Put it like that, and everyone understands. So why is it that when it comes to the tar sands, nobody seems to understand how monumentally irresponsible it is to future generations to leave behind the longest dams in the world and pretend that North America's worst pollution problem does not even exist? This is like a kid who covers his eyes to make everything disappear, who believes that what he cannot see does not exist.
That is the problem with the tar sands. It is all well and good to have a resource that can produce wealth and create jobs, but we have to exploit that resource properly in accordance with sustainable development principles. That is the massive mistake we are making in Canada right now by putting all of our eggs in the tar sands basket.
We have every reason to believe that things will only get worse. Anyone who has read any George Orwell can understand what the Conservatives are really saying. On page 9 of the printed version of yesterday's Speech from the Throne, there is a sentence that will go down in history, a sentence that twists the meaning of words in both French and English. I will read it in both languages to demonstrate that it is just as unbelievable in Shakespeare's tongue as in Molière's. Here it is.
To support responsible development of Canada's energy and mineral resources, our Government will untangle the daunting maze of regulations that needlessly complicates project approvals, replacing it with simpler, clearer processes that offer improved environmental protection and greater certainty [not to future generations, not to wildlife] to industry.
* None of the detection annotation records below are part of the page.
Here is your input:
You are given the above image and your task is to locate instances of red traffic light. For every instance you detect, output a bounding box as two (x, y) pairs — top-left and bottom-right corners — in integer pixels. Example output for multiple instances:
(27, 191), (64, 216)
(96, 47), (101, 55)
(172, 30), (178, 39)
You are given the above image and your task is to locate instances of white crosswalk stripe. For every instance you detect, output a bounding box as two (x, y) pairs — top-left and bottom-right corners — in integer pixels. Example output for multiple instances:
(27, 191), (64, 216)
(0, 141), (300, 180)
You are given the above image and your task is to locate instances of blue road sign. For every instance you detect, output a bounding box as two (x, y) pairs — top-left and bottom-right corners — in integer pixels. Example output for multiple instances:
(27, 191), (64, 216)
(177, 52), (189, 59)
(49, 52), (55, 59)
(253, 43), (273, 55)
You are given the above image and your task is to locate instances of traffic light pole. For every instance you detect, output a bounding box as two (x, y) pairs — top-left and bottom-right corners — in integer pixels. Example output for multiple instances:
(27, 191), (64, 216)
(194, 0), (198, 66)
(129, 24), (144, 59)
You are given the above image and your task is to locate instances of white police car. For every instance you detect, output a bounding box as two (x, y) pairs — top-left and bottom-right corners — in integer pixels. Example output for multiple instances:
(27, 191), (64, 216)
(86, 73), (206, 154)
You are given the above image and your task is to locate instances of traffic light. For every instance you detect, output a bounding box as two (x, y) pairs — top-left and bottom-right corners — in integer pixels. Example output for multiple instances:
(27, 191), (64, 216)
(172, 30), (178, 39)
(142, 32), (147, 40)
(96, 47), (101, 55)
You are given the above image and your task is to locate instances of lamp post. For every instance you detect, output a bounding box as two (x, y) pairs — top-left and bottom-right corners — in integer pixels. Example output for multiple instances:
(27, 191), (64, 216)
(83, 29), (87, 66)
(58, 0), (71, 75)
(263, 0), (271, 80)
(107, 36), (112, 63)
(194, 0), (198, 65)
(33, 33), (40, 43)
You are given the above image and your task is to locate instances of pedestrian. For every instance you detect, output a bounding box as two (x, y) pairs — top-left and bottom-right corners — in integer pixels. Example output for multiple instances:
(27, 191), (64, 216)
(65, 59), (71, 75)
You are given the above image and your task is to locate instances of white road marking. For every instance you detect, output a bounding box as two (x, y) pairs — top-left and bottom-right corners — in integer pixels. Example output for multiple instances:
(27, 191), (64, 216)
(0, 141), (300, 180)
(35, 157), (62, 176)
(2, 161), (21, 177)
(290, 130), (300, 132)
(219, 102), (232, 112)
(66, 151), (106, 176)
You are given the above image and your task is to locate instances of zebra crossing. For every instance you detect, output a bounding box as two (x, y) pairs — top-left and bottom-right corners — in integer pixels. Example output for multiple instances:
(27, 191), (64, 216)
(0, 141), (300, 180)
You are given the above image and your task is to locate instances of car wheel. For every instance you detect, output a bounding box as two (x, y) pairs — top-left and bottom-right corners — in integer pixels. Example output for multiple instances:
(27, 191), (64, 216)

We need only read that to understand what they are talking about: the Mackenzie Valley pipeline.
When the report came out, it had over 130 very strict conditions. When I learned that it had been approved, I was a bit disappointed and surprised. But when I looked at the list of conditions, I realized that this report was really comprehensive. If the pipeline could be built under these conditions, all the better.
But Esso Imperial Oil rejected the report right off the bat, since it required wildlife areas to be protected. Unbelievable. The point of this is to allow Esso Imperial Oil to do what it wants, because the government thinks the regulations are much too complicated for the industry.
We are not out of the woods yet with the Conservatives. We need to watch out.
What Canadians need to realize is that every time the Conservatives do something like this, their buddies in the Liberal Party were complicit too. That must never be forgotten.